【linux】open欧拉安装显卡驱动以及cuda12.8
文章目录
- 安装驱动步骤
- 安装cuda12.8
- 安装nvidia-container-toolkit(为docker提供gpu调用能力)
- 报错及解决方案
- 1. ERROR: Unable to find the kernel source tree for the currently running kernel. Please make sure you have installed the kernel source files for your ...
- 2. nvidia-installer was forced to guess the X library path '/usr/lib64' and X module path '/usr/lib64/xorg/modules'; these paths were not queryable from the system.
- 3. ERROR: The Nouveau kernel driver is currently in use by your system. This
- 4. docker: Error response from daemon: could not select device driver "" with capabilities: [[gpu]]
- 5. Unsupported model IR version: 9, max supported IR version: 8
- 其他资料
安装驱动步骤
- 执行 ‘./NVIDIA-Linux-x86_64-570.133.20.run --no-opengl-files --no-x-check --no-nouveau-check’
选择第一个nvidia驱动,等待build
- 忽略x11报错,一直回车
- 成功
安装cuda12.8
./cuda_12.8.0_570.86.10_linux.run
注意这一步开始会卡一分多钟,记得接个水。 accept一下。
- 等成功,要添加path和library path 。
vim ~/.bashrc
添加
export PATH=/usr/local/cuda-12.8/bin:$PATH
export LD_LIBRARY_PATH=/usr/local/cuda-12.8/lib64:$LD_LIBRARY_PATH
source ~/.bashrc
3. 测试nvcc --version 成功。
4. 测试nvidia-smi , 两张tesla t4
安装nvidia-container-toolkit(为docker提供gpu调用能力)
docker识别不到显卡, 解决方案:
下载源:
curl -s -L https://nvidia.github.io/libnvidia-container/stable/rpm/nvidia-container-toolkit.repo | sudo tee /etc/yum.repos.d/nvidia-container-toolkit.repo
可选,没有就可以跳过
sudo dnf-config-manager --enable nvidia-container-toolkit-experimental
安装nvidia-container-toolkit
sudo dnf install -y nvidia-container-toolkit
配置并重启docker
nvidia-ctk runtime configure --runtime=docker
systemctl restart docker
报错及解决方案
1. ERROR: Unable to find the kernel source tree for the currently running kernel. Please make sure you have installed the kernel source files for your …
dnf install kernel-devel-$(uname -r) kernel-headers
2. nvidia-installer was forced to guess the X library path ‘/usr/lib64’ and X module path ‘/usr/lib64/xorg/modules’; these paths were not queryable from the system.

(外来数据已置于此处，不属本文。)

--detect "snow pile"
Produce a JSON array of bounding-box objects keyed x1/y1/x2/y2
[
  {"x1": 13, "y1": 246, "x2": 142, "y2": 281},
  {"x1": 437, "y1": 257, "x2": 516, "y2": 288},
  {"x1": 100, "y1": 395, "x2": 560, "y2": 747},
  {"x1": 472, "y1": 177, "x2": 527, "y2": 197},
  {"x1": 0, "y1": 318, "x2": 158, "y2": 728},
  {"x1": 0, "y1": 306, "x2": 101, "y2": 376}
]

./NVIDIA-Linux-x86_64-570.133.20.run --no-opengl-files --no-x-check --no-nouveau-check
3. ERROR: The Nouveau kernel driver is currently in use by your system. This
driver is incompatible with the NVIDIA driver, and must be disabled before proceeding. Please consult the NVIDIA driver README and your Linux distribution’s documentation for details on how to correctly disable the Nouveau kernel driver.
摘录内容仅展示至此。